Of Time and the City (2008)
Documentary written and directed by Terence Davies
Run Time: 74 minutes
MPAA Rating: Unrated
The term poetic cinema is often used when talking of Terence Davies’ work. His films are extremely personal journeys, not so much stories as evocations of thoughts and feelings; they are anything but prosaic. (Of course, there are exceptions to everything, and those would be his two forays directing screen adaptations, The Neon Bible and The House of Mirth.)
The 64-year-old Davies has made a scant four feature films over the course of three decades, plus a trio of short and semi-autobiographical films he made at the beginning of his career. His first feature film, Distant Voices, Still Lives remains his most famous. A very personal film based on his family in Liverpool, the film took Cannes by surprise in 1988, when critics praised the filmmaker’s original vision. Mr. Davies has come very close to a re-iteration of that film’s lyrical power with his latest film, and he returns to the city of his youth with a filmic ode to Liverpool that is both elegiac and cantankerous—the way of all old men looking back.
Taking more from the personal essay than the traditional documentary, Of Time and the City is made up almost entirely of found footage that illustrates the memories of the life Davies knew, starting with life in the port city and its inhabitants just after World War II and ending in the year 1973, when he moved away. Most of the footage is from old newsreels that show, at least in the first half, the people of the era, old and young, working and playing, walking or just sitting. There are many very moving shots of old people, their wrinkled faces and slow-moving bodies serving as reminders of time passing.
Juxtaposed to this filmic collage of images, Mr. Davies has placed a soundtrack that switches intermittently between voice-over and music. Mr. Davies’s own rich and expressive baritone voice provides the voice-over, much of which consists of his personal musings about his past and the times he lived through. His narration is filled with quite candid and opinionated thoughts about his Catholic upbringing and his subsequent rebirth as an atheist, the rampant poverty of postwar England, his homosexuality, his love of movies, the Korean War, the ridiculous (and costly) fanfare of British royalty, and his disgust at the municipal architecture that turned the outskirts of Liverpool into unsightly low-rent housing. Interspersed with these musings, Davies also recites whole passages from poems that he loves. The film is like an anthology of Mr. Davies’ favorite poems, and those literature majors in the audience should recognize many of them. Mr.
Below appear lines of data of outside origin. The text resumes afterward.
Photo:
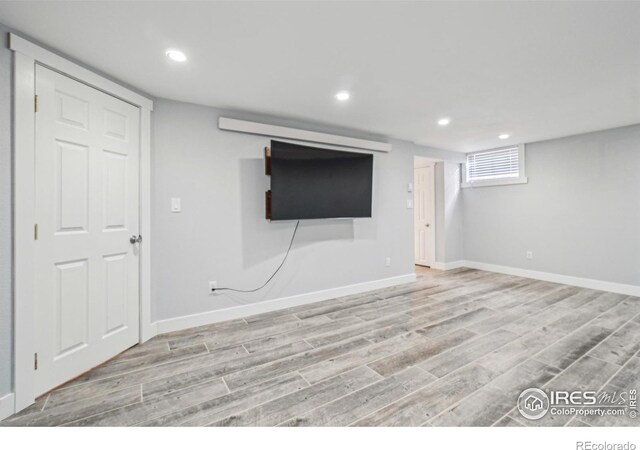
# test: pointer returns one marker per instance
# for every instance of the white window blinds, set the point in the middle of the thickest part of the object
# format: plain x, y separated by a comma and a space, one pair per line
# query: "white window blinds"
493, 164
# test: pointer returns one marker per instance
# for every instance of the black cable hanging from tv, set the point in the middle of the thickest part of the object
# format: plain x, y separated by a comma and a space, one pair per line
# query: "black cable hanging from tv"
274, 273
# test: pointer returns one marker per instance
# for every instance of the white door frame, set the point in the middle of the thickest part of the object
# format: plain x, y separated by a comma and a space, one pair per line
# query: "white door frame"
432, 240
26, 55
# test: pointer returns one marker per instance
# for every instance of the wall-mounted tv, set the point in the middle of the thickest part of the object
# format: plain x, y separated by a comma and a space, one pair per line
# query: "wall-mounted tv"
316, 183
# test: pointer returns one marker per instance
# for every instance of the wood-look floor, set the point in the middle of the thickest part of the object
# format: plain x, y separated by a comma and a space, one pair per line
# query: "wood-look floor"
454, 348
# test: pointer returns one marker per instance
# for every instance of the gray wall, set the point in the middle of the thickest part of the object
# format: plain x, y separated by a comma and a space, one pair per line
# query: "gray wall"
579, 213
6, 183
222, 235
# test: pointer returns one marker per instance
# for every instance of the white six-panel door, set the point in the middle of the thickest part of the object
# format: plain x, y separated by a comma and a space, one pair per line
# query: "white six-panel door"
424, 212
87, 208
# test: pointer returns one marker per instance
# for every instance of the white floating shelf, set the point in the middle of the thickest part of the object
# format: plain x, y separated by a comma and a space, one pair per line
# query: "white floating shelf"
244, 126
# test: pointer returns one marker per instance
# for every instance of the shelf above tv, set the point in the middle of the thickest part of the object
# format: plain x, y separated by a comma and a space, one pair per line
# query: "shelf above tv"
244, 126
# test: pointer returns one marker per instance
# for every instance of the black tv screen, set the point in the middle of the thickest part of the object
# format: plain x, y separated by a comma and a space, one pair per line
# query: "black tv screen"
315, 183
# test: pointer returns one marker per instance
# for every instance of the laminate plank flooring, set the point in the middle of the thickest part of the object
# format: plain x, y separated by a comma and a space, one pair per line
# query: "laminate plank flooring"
454, 348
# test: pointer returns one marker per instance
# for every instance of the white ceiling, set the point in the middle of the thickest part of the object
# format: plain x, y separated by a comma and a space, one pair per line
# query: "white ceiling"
532, 70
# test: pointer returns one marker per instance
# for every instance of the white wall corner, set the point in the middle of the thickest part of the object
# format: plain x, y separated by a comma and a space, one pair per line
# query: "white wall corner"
7, 405
618, 288
238, 312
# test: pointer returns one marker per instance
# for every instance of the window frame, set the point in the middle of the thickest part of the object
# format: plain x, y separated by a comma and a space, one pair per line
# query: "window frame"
520, 179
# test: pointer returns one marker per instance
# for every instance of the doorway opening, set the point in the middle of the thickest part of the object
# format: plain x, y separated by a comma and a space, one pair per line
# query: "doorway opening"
424, 208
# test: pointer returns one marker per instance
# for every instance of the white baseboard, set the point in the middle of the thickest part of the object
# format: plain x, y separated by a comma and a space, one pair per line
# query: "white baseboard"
618, 288
7, 405
447, 266
237, 312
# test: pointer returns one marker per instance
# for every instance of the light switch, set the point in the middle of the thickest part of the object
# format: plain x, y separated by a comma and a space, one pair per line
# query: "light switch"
175, 205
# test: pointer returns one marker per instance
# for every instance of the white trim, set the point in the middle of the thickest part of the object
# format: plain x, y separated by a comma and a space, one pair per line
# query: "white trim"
62, 65
244, 126
447, 266
7, 406
618, 288
24, 213
237, 312
26, 55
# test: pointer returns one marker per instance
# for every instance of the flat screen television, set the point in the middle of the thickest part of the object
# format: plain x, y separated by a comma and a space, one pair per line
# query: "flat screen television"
316, 183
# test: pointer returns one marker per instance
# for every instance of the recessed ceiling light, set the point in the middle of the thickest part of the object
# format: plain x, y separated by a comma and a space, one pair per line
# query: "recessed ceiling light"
343, 96
176, 55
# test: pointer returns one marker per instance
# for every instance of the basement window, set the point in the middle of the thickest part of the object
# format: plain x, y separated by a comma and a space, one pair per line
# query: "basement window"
495, 167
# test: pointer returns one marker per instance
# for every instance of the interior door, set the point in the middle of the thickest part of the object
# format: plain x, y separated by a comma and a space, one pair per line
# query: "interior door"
424, 212
87, 210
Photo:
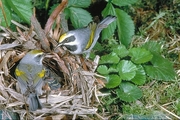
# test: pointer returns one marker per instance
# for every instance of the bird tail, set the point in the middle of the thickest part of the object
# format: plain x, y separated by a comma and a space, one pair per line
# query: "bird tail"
34, 102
Davies once said that he read from T.S. Eliot’s massive Four Quartets on a daily basis, like one reads the Bible. Of course, Eliot is among the chosen here.
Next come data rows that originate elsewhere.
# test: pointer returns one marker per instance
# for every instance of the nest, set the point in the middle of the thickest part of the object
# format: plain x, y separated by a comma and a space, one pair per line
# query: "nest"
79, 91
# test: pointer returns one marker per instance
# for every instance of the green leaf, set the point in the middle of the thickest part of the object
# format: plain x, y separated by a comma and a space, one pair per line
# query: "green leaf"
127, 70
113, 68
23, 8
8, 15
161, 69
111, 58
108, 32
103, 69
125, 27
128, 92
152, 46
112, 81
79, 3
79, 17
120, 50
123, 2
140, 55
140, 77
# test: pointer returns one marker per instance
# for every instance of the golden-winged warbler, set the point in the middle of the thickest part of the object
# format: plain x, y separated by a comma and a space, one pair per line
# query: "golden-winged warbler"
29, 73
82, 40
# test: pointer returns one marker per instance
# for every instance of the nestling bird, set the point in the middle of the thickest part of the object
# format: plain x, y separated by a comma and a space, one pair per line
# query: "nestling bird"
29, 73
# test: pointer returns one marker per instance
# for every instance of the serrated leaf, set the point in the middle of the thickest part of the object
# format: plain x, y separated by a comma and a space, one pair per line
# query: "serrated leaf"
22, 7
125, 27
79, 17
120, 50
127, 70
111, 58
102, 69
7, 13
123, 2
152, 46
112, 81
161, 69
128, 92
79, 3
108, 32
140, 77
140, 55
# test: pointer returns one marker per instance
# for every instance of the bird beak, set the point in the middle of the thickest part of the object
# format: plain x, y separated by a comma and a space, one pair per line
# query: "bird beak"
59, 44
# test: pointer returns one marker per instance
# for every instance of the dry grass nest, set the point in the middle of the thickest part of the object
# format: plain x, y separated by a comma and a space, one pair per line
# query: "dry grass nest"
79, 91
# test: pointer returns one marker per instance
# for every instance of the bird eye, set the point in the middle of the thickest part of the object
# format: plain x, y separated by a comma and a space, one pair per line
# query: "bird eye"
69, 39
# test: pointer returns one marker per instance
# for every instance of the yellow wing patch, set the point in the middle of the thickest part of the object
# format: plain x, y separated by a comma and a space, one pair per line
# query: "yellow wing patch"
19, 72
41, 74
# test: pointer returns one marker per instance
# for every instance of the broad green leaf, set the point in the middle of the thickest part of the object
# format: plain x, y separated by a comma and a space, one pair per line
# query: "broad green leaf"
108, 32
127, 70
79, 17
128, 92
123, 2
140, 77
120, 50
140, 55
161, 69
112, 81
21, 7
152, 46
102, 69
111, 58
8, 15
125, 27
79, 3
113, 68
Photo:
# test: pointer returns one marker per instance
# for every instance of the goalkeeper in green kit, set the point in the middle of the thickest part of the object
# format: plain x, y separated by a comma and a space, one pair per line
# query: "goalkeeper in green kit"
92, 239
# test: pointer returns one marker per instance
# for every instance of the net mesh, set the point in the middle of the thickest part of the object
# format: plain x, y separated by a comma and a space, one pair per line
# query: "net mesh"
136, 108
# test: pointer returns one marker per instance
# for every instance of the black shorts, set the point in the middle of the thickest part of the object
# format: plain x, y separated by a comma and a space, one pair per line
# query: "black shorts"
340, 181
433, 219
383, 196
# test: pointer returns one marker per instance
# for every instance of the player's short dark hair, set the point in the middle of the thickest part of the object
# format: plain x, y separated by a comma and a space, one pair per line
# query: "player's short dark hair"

Of Time and the City also includes an anthology of Mr. Davies’ favorite music, and it is here that I found the movie most evocative. When Mr. Davies is not speaking, music fills the soundtrack, long stretches of music (whole songs are often played), mostly from opera and the classical canon, but there are a few popular songs as well. Mr. Davies is one of those great lovers of music who have no compunction in sharing their love with the world, and so he offers us his passion with a strange mixture of fervor and artistry. His taste is exquisite, and I, for one, was transported by his choices.
But does great music make a movie great? Without the music, I wonder how this film would hold up? Mr. Davies is certainly a passionate man who has a wonderful artistic temperament, and there are many moments when Of Time and The City illustrated the force of that temperament. But even at its spare 74-minutes, I started disengaging. At times I wished I could have actually seen these magnificent singers performing. But that would have been a concert film, which is about as far from the filmmaker’s intent as you could get. The images of people were remarkable visionary equivalents, and they stood their ground with the music in a kind of symbiotic union. But some of the images just weren’t strong enough for me to put them in equal measure in my consciousness with the songs, especially the shots of the drab postwar architecture that seemed to go on forever.
Still, it is a small complaint about what is otherwise a beautiful film. Terence Davies is one of those few extremely independent filmmakers whose movies are cut from the material of their souls. Jay Rosenblatt is another, but there are many out there, showing their highly personal movies at film festivals. Of Time and the City is one of those movies, and it’s good to see Mr. Davies is still around, still doing his art.